However, what was most interesting was what was excluded. Here is a list of books that we might have expected to see on the list but did not (alphabetical order by author last name):

  • Martin Amis‘s Lionel Asbo. Thank God they excluded this rubbish. No, I haven’t read it but then nor have I read Fifty Shades of Grey or any of the Twilight novels and I still consider them rubbish.
  • John Banville‘s Ancient Lights. As I have mentioned on my site, I have run out of steam with Banville. Maybe others have as well.
  • Pat Barker‘s Toby’s Room. Another book by a well-known writer that was something of a disappointment.
  • Peter Carey‘s The Chemistry of Tears. I was very disappointed with this but then he might have got on the list because of his reputation.
  • Kishwar Desai’s Origins of Love. Well you have got to have an Indian on the list, haven’t you? Yes, we already have one but there are a lot more of them than us so it is likely that they will have produced at least two worthwhile novels during the year. This may be the second one but it did not make it.
  • Kirsty Gunn‘s The Big Music. A first novel but a big novel, an ambitious novel. I thought it was a failure but a magnificent failure and one worthy of consideration.
  • I J Kay – not on the list
  • I. J. Kay’s Mountains of the Moon. A first novel but it got some good reviews and looked interesting.
  • John Lanchester‘s Capital. I enjoyed this novel and it would certainly have met Dame Stella’s readability criterion. It would have made it last year but obviously the judges felt it was not literary enough for this year.
  • Ian McEwan‘s Sweet Tooth. Another novel by a big name which was a huge disappointment. Glad they did not include this one.
  • Timothy Mo’s Pure. Another writer I used to enjoy but have lost touch with. He seems to have slipped down the ladder somewhat.
  • Lawrence Norfolk‘s John Saturnall’s Feast. I have lost touch with Norfolk but this one did not seem to wow the punters.
  • Keith Ridgway‘s Hawthorn & Child. I liked his earlier novels but this one really did not work for me and, I believe, for many others.
  • Zadie Smith‘s NW. I thought that this was pretty good, even if not of the standard of White Teeth but clearly the judges did not.
  • Rose Tremain’s Merivel. I have never read Tremain so I really have nothing to say about this.
  • Alan Warner‘s The Deadman’s Pedal. Another one I haven’t read and I am not sure that I will. It had decidedly mixed reviews.

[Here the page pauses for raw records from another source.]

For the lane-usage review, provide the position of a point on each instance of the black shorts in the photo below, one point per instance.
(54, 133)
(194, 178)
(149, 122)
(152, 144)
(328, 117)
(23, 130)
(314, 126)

There are probably several others that I have missed but that should cover the main ones.

This year’s judges

So here is my take on this year’s list. First, a few statistics.

  • Three men and three women. Coincidence or political correctness?
  • Three independent publishers. That’s good.
  • Two former(?) junkies
  • Two first-time novelists and one second-time novelist, though all have published other stuff before.
  • One previous winner
  • Three former longlisted authors (Mantel, Self and Tan)
  • Three non-UK born authors
  • All three UK-born authors are English. Not good.
  • What does that prove? Nothing.

    It is in alphabetical order by author’s last name. Interestingly (or perhaps not), the first in alphabetical order begins with the letter L. Links to the book link to my review of the book on my website.

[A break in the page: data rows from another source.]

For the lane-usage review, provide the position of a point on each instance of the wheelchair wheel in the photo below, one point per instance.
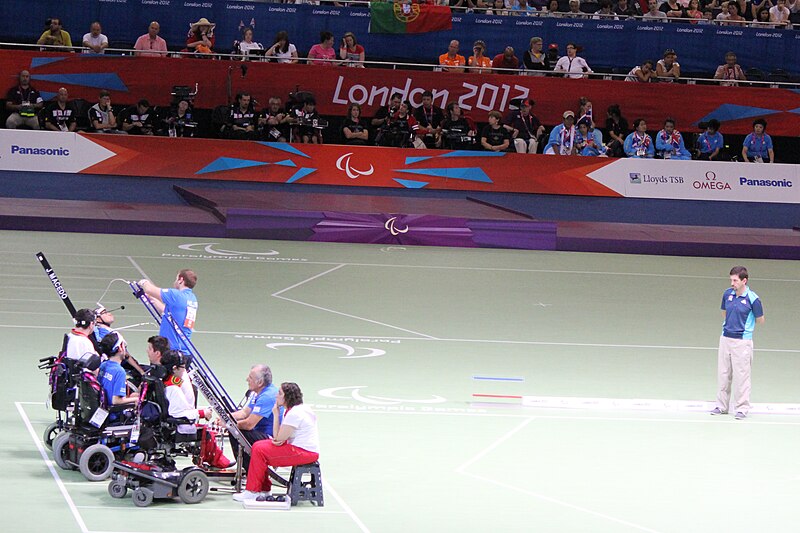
(96, 462)
(50, 433)
(193, 486)
(142, 497)
(117, 490)
(61, 450)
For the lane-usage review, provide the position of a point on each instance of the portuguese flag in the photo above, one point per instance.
(397, 17)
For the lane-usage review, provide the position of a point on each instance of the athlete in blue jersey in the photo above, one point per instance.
(180, 302)
(741, 311)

  • Deborah Levy: Swimming Home
    I loved this book. It was deceptively simple but brilliantly conceived and executed with what was not said as important as what was said and with undercurrents of tension and menace, which burst out at the end but not necessarily in the way we might have expected. Dreams and vision, insanity and, as Levy herself has put it, sorrow – sorrow at the loss of what might have been. You will never want to rent a villa in France after reading this.

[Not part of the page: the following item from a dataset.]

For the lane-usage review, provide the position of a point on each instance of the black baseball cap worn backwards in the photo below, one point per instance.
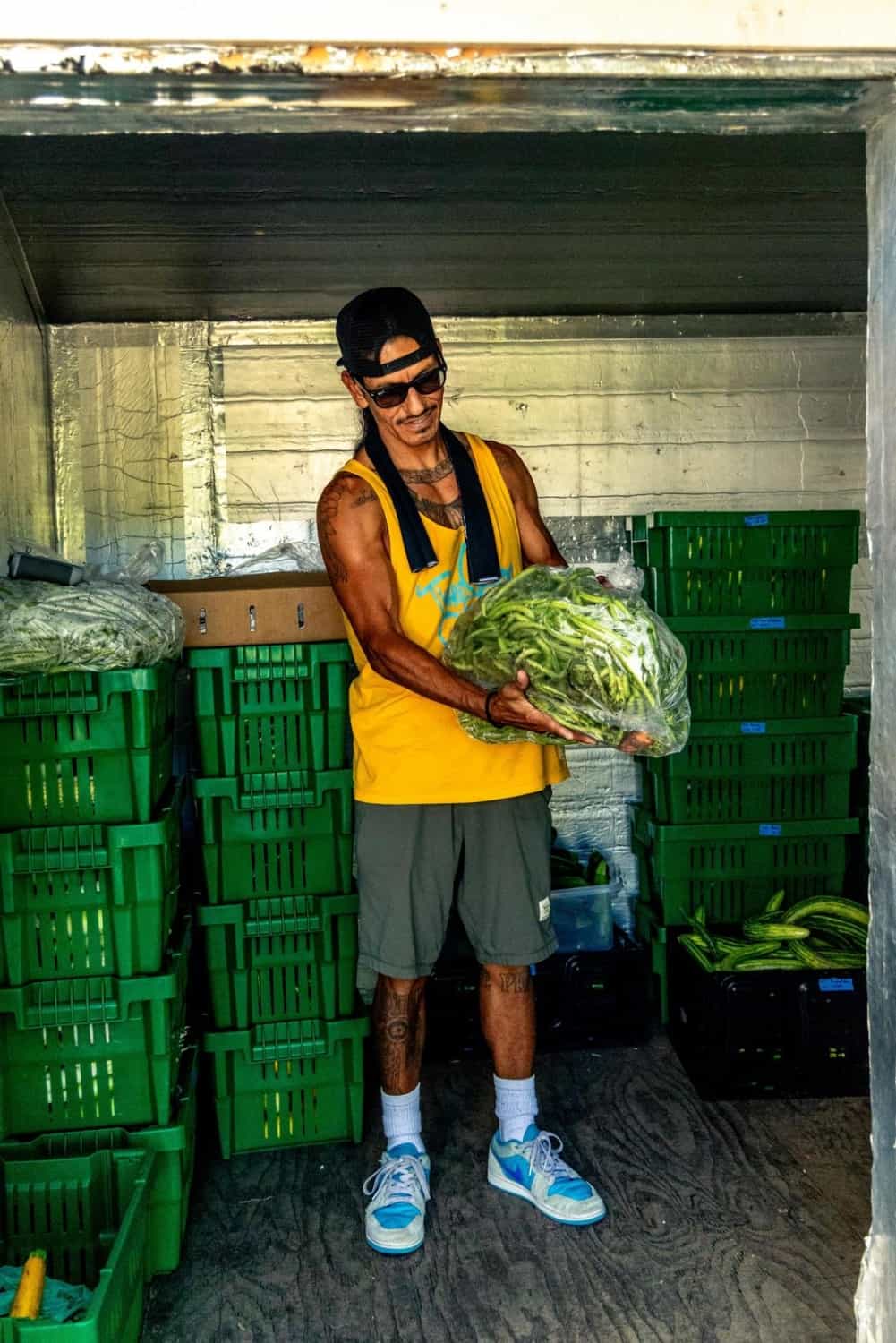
(363, 327)
(375, 317)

  • Hilary Mantel: Bring up the Bodies
    It really is another excellent book from Hilary Mantel, proving, if proof were needed, that she is one of our best writers, if not the best. This was the only shortlisted book I read before the long list was announced. But she won two years ago with the previous book in the series so can she win again? I suspect not, even though this book is certainly one of the best of the year. And what will they do when the third in the series comes out?

  • Alison Moore: The Lighthouse
    This was probably the big surprise as no-one, least of all the author, expected this book to make the short list. It is a well told and well written story but, as I said in my review, I am not sure that it is Booker winning material. It seems rather 1950s in flavour, which is not necessarily a sin but, compared to the other five, which all seem pretty much of their time, this does seem less so. But then that may be its charm. Downton Abbey is not of its time and it does well and one of the judges is the star of of that series.

  • Will Self: Umbrella
    I must admit that I did not really take to this novel. It was too overtly and, in my view, unnecessarily modernist for my taste. The idea behind it – encephalitis lethargica, how it affected so many people, how it was not properly recognised and therefore not properly treated – was certainly an interesting one but the stream of consciousness, the mixing of the different voices and the disjointed fragments made it a difficult read and one that I felt was not really worth my while. But will the judges share my view? I know that some reviewers certainly do.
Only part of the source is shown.